Answer of the Circuit Court: No.
2. Is a party to a civil action barred, by virtue of the litigation privilege, from bringing any type of claim for civil damages against the opposing party's attorney if the alleged act of the attorney in the course of the attorney's representation of the opposing party is conduct and not a written or oral statement which arose in the civil action and which has some relationship to the civil action?
Answer of the Circuit Court: Yes.
On January 15, 2005, Dr. Clark filed her Petition to Certify Questions with this Court. Druckman and Lindsay likewise filed their Petition for Certified Questions on February 4, 2005. By Orders dated March 24, 2005, we granted both Petitions and consolidated the matters for purposes of oral argument, consideration and opinion. Upon due consideration of the parties' arguments, the designated record before this Court and the pertinent legal authorities, we now address the certified questions presented.8
We begin by recognizing that "[t]he appellate standard of review of questions of law answered and certified by a circuit court is de novo." Syl. Pt. 1, Gallapoo v. Wal-Mart Stores, Inc., 197 W.Va. 172, 475 S.E.2d 172 (1996).
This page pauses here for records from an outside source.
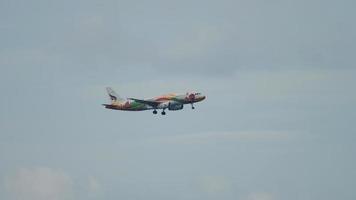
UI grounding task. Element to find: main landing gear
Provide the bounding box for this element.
[152,110,166,115]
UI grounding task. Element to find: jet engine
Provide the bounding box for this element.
[168,102,183,110]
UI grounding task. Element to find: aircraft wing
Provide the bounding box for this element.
[129,98,161,107]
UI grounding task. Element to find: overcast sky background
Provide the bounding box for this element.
[0,0,356,200]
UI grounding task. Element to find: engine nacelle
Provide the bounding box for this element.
[168,102,183,110]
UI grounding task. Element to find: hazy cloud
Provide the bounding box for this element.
[5,167,73,200]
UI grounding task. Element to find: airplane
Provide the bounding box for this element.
[102,87,205,115]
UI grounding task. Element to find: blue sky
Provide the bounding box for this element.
[0,0,356,200]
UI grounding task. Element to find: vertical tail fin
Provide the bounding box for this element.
[106,87,124,103]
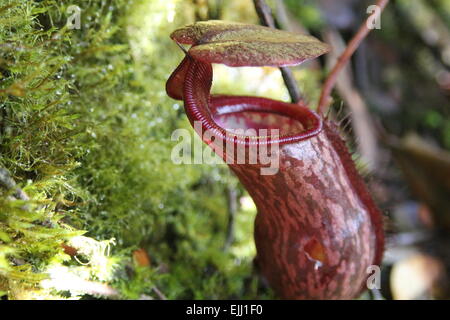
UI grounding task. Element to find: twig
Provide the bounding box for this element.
[253,0,303,103]
[0,168,30,200]
[324,28,380,170]
[223,187,237,251]
[317,0,389,115]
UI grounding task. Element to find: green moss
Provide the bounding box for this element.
[0,0,268,299]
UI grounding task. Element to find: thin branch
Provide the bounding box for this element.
[223,187,237,251]
[317,0,389,115]
[253,0,303,103]
[0,168,30,200]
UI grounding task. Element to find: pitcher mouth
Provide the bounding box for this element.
[210,95,322,144]
[172,56,323,146]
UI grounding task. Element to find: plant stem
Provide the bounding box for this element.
[317,0,389,115]
[253,0,303,103]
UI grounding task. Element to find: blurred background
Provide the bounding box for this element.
[0,0,450,299]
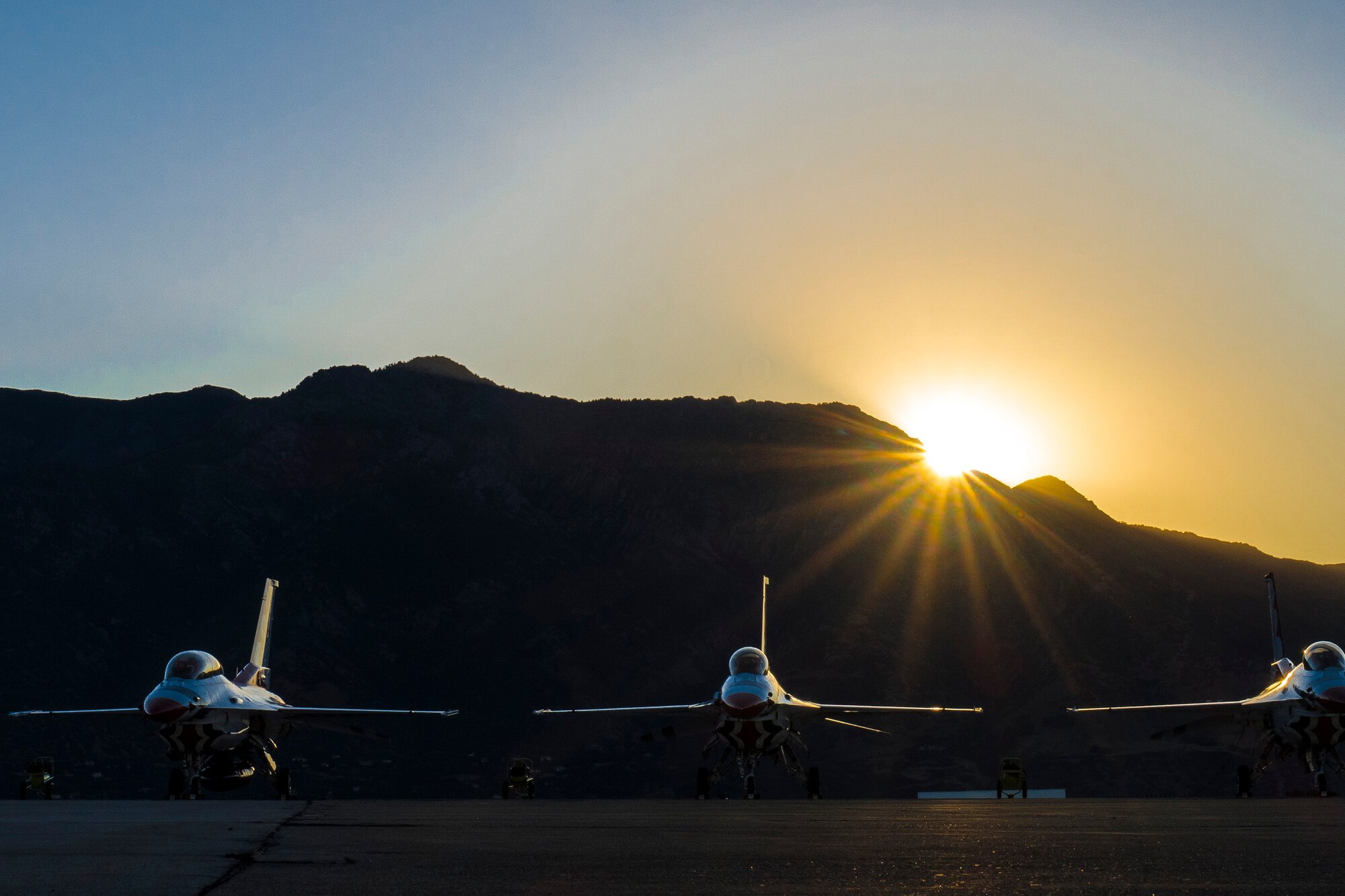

Initially, we are asked to determine "[w]hether an attorney for a party in a lawsuit owes a duty of care to that party's adversary in the lawsuit such that the adversary may assert a cause of action for negligence against the opposing attorney[.]" The question of whether a duty of care exists is a question of law. Syl. Pt. 5, Aikens v. Debow, 208 W.Va. 486, 541 S.E.2d 576 (2000). Dr. Clark urges this Court to recognize that counsel for a party in a lawsuit owes the opposing party a duty of care, the breach of which would subject counsel to a claim for negligence. Dr. Clark argues recognizing such a duty may aid in preventing frivolous lawsuits. Conversely, Druckman and Lindsay argue that counsel's duty is to zealously advocate and promote the interests of his or her client and that the recognition of a competing duty to an opposing party would compromise counsel's duty to his or her own client. The circuit court indicated its belief that a duty to an opposing party does not exist in its answer to the first certified question. We agree.
We have previously stated that
[t]his Court holds each and every attorney to the inflexible requirement that he "diligently, faithfully and legitimately perform every act necessary to protect, conserve and advance the interests of his client." Bank of Mill Creek v. Elk Horn Coal Corp., 133 W.Va. 639, 657, 57 S.E.2d 736, 748 (1950). An attorney who deviates from this duty is subject to disciplinary action, see Rules of Professional Conduct, and/or civil liability, the latter of which may be pursued only by the client injured by his counsel's negligence.